Hundreds of colors and thousands of choices. Flowers may be simply be made up of carpels and stamens but last thing in the mind of a woman in preparing for her wedding day is simple. When the budget is available, an esteemed florist is attached to the decorating army not only for the chapel and the reception area but becomes key in adorning the bridal entourage, from the flower girl and ring bearer up to the bride and groom themselves. 

In nine out of ten weddings floral arrangements are table centerpieces and more often than not that these are complimentary to the bridal bouquet itself. Choosing the right flower is not always easy as its availability differs from country to country and is almost always season dependent. 

During the time of the ancient Greeks and Romans, the bride and groom wore garland on their necks to symbolize new life, hope and fertility. Women on the other hand, also carried bouquets but both of these were actually made not of flowers but of aromatic bunches of herbs and spices to ward off evil spirits. But during the momentous wedding of Queen Victoria to Prince Albert, these herbs and spices were mostly replaced with flowers, particularly Marigolds. Some herbs and spices were retained to fill the bouquet since were believed to increase sexual desire. 

During these times flowers soon became the secret language of lovers and each flower began having its own meanings. Historians even believe that in 17th century Turkey that lovers illicitly began using this “flower language” to convey actual messages. Soon enough this language was formally called of Florigraphy, which literally translates to the language of flowers. The type, color and shade including the combination of these were much like deliberate words used in a sentence. All this richly ensured the taking into tradition of the current use of flowers in the nuptial rites. 

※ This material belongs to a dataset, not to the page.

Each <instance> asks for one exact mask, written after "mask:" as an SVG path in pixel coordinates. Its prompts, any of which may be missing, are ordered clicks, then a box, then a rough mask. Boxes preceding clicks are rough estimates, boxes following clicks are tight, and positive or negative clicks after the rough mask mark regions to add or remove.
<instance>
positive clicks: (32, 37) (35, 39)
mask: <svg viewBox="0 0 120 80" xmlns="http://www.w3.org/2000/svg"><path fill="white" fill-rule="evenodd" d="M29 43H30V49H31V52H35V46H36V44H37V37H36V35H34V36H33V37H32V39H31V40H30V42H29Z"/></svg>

Although modern women select their flowers for mostly their appealing color and shape to suit their specific personality and style, wedding flowers are still held as a symbol of grace and elegance at weddings. For westerners, the most popular flowers is use today are Roses, orchids and Calla Lily followed by Tulips, Gardenia, Hydrangeas, Lilac, Lily of the Valley, Stephanotis and the Ranunculus. Roses still symbolize love and passion, but its colors means purity (white), friendship (yellow), and desire/enthusiasm (orange) among others. 

Tulips symbolize fame at the same time also means “perfect lover but even the simple Daisy signifies loyal love, while the prized chrysanthemums are used are wedding anniversary gifts. Carnations represent pride and beauty and Daffodils means chivalry. 

In summary, the role of flowers in Weddings can be expanded from a mere decorative element to an additional carrier of a message from groom to the bride and the bride to her guests. Its visual appeal and at times its natural fragrance lift the height and drama of the event. Its symbolism, language and history at weddings continue to hold a promising flavor to the festivity from the sacramental, spiritual and to the social. Not only can most florists design centerpieces, floral accessories and bouquets but be also be consulted for the overall design theme of the event. Even if not locally available, experienced florists can actually import or find access to specialized flower producers and suppliers.